Keesokan harinya aku langsung minta cuti dari kantor. Sudah setahun aku tak pernah cuti, dan sekarang aku bisa mengambil jatah cutiku yang tahun kemarin. Demi mempercepat perjalanan, aku naik pesawat dari Jakarta menuju Surabaya. Dari Surabaya ke Jember aku menggunakan bis Patas. Sore hari ketika langit berwarna jingga aku sudah sampai di rumah ayah.

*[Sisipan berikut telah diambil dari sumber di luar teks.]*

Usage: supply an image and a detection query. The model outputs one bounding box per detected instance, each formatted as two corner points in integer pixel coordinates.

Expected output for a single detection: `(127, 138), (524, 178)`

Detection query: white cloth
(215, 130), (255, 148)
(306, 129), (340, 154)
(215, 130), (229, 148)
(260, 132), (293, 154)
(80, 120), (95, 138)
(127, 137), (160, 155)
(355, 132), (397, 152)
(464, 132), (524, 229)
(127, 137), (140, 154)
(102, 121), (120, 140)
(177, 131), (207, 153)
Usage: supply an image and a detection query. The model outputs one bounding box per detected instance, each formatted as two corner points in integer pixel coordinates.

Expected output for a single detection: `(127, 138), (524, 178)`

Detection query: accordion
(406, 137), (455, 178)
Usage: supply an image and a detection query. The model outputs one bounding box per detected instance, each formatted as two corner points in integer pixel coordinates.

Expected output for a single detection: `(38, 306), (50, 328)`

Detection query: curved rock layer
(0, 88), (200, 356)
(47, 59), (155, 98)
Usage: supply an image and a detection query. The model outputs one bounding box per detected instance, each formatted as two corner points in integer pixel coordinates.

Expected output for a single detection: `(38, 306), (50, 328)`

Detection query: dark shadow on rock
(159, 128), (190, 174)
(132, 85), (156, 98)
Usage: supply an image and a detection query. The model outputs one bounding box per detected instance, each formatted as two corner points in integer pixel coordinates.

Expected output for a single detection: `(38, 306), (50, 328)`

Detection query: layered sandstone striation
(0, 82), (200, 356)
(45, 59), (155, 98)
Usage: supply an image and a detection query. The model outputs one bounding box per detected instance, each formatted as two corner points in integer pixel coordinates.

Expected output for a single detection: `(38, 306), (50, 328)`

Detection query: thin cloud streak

Aku terdiam saat ayah bilang kakek sudah tidak bersama kita lagi. Butuh waktu yang tidak sebentar untuk menenangkan hatiku. Menyalahkan diriku sendiri yang tak pernah punya waktu untuk sekedar menjenguk kakek yang hanya tinggal seorang diri. Menyalahkan diriku karena terlalu egois terhadap duniaku. Menyalahkan diriku sendiri karena tak sempat menemani kakek pada saat-saat terakhirnya. Menyalahkan diriku sendiri yang masih belum sempat membalas kebaikan kakek.

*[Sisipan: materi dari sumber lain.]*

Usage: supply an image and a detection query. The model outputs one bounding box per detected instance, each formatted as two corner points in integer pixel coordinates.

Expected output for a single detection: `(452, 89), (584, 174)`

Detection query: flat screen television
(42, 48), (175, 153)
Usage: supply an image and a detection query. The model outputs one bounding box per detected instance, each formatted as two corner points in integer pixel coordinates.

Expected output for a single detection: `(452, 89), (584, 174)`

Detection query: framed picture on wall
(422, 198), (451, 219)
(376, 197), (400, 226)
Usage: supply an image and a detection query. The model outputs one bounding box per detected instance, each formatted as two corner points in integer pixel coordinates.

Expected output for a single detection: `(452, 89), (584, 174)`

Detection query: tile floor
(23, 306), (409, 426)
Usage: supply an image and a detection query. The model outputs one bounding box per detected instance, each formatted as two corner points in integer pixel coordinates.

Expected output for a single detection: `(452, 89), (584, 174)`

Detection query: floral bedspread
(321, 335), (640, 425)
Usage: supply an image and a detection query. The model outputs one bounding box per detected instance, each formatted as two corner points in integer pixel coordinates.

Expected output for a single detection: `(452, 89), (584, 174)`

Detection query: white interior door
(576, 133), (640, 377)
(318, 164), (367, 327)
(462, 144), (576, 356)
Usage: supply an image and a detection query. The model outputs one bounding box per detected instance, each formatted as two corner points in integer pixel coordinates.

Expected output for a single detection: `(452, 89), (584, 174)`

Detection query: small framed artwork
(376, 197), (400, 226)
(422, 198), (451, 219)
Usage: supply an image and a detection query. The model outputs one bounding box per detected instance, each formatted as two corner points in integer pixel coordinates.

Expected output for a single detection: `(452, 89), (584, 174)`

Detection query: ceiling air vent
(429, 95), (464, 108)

Tak terasa air mataku mulai menetes di pipi. Aku tak ingin menangis, tetapi air mataku tak bisa kutahan. Dari belakang, ibu menepuk pundakku. “relakan saja, supaya dia bisa istirahat dengan tenang.”

Sepeninggal kakek, dia mewariskan rumahnya di desa beserta ternaknya padaku. Tak luput lentera yang selalu menemaninya. Kakek berpesan pada ayahku agar memberikan lentera itu padaku, supaya aku bisa menjaganya. Jika aku pulang ke kota, lentera itu tak mungkin aku butuhkan. Penerangan dari lentera itu sudah terlalu ketinggalan jaman bagi sebuah kota besar dan congkak semacam Jakarta. Bagi Jakarta, lentera semacam itu tak diperlukan lagi, karena listrik sudah menyediakan segalanya termasuk penerangan.

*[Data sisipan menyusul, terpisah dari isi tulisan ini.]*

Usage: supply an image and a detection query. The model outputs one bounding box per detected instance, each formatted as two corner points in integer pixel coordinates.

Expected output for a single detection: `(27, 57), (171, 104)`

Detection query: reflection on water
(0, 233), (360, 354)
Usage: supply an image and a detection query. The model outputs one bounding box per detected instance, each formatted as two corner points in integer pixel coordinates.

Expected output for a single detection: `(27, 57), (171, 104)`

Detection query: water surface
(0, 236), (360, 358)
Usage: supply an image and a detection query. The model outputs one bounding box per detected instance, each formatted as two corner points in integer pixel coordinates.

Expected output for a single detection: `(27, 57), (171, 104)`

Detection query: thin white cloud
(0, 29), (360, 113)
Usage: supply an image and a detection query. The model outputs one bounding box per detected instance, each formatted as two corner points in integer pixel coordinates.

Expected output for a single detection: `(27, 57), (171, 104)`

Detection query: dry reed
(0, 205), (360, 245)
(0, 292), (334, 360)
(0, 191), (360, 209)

Satu pesan kakek yang selalu kuingat, adalah menjadi seperti lentera yang menerangi sekitarnya. Aku waktu itu masih bingung harus menjadi seperti apa. Setelah penguburan jasad kakek, aku kembali ke Jakarta membawa lentera warisan kakek. Sedangkan rumah beserta isinya telah kuserahkan pada yayasan anak yatim. Mereka menggunakannya untuk pengembangan pendidikan sesuai dengan ijinku.

Lentera itu kuletakkan di meja di sebelah tempat tidurku. Setiap malam menerangi foto masa kecilku bersama kakek. Setiap malam, menjelang aku tertidur, lentera itu selalu menerangi mimpiku.